Image to Image
This page is focused on transforming input image with the power of Stable Diffusion Models. There are multiple ways to do this and we will cover all of the available options here.
WARNING
All of these models require extra model to be loaded and sometimes even one more for the detection algorithm. TLDR: It sucks a lot of VRAM.
Image to Image
This is the simplest way to transform an image. Stable Diffusion will take this image as an initial guide.
Denoising strength
The higher the value, the more of the image will be forgotten and transformed by the model.
TODO
Plot of images showing the effect of this parameter
ControlNet
ControlNet is a neural network structure to control diffusion models by adding extra conditions. More information can be found in the paper or on GitHub.

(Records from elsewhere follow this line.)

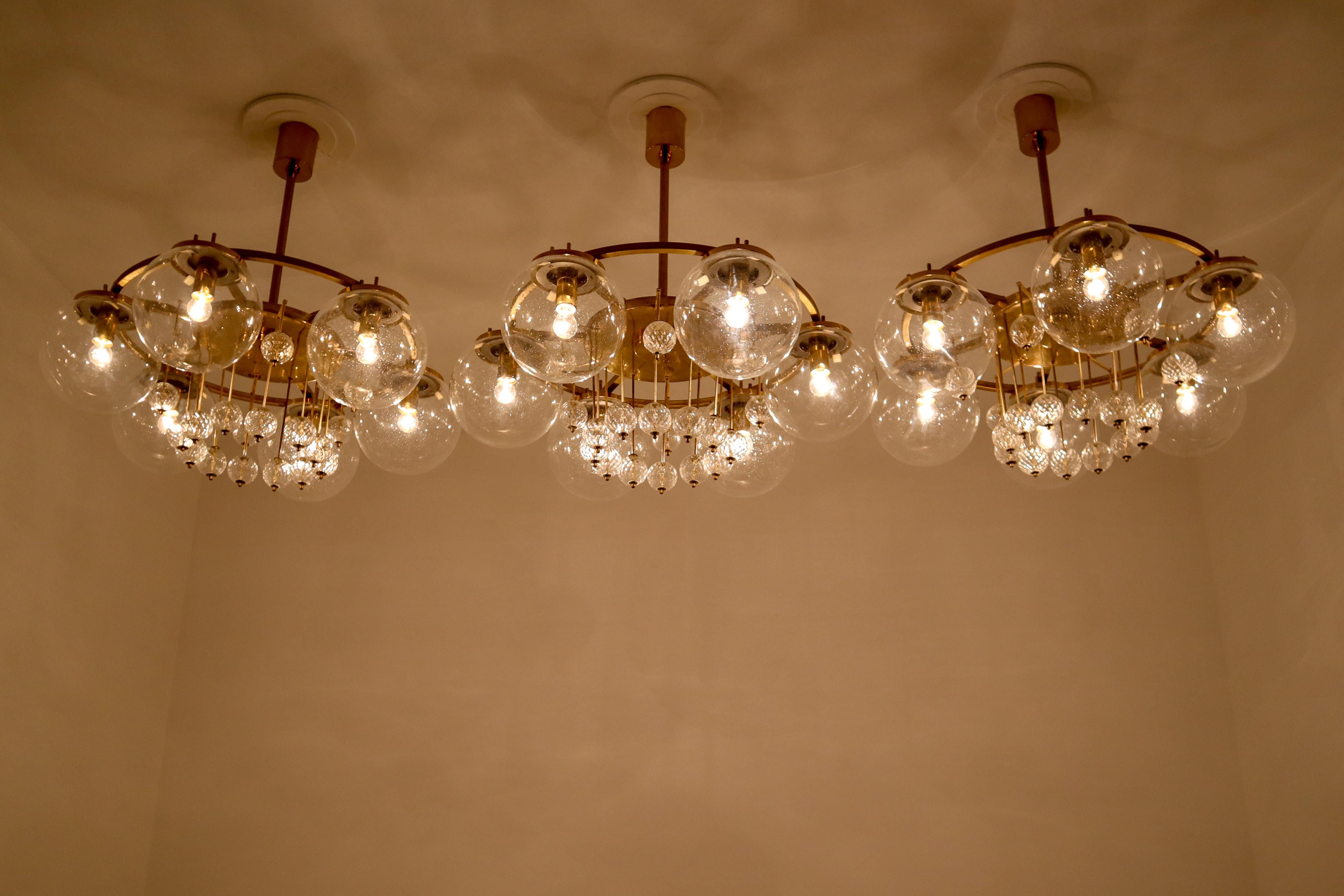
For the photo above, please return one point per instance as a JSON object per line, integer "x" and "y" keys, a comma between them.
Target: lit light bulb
{"x": 366, "y": 348}
{"x": 409, "y": 418}
{"x": 100, "y": 354}
{"x": 1096, "y": 287}
{"x": 1229, "y": 322}
{"x": 737, "y": 311}
{"x": 935, "y": 335}
{"x": 506, "y": 389}
{"x": 1186, "y": 400}
{"x": 927, "y": 410}
{"x": 565, "y": 324}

For now, we only support 4 modes:
Canny
TODO
Show an example of the Canny mode (input, output, and the Canny edges)
Canny is just an edge detection algorithm. It will detect edges in the image and use them as a guide for the model. This approach doesn't require any additional models like OpenPose or MLSD, so it can be considered lightweight.
Low threshold and High threshold
These parameters are used by the Canny algorithm to detect edges. More broader values will detect more edges, but also more noise.
HED
TODO
Show an example of the HED mode (input, output, and the HED edges)
More fancier edge detection algorithm. It requires extra model to be loaded, but is relatively lightweight.
MLSD
TODO
Show an example of the MLSD mode (input, output, and the MLSD edges)
OpenPose
TODO
Show an example of the OpenPose mode (input, output, and the OpenPose edges)
OpenPose is a pose estimation algorithm. It will detect human poses in the image and use them as a guide for the model. It is heavier than the previous modes.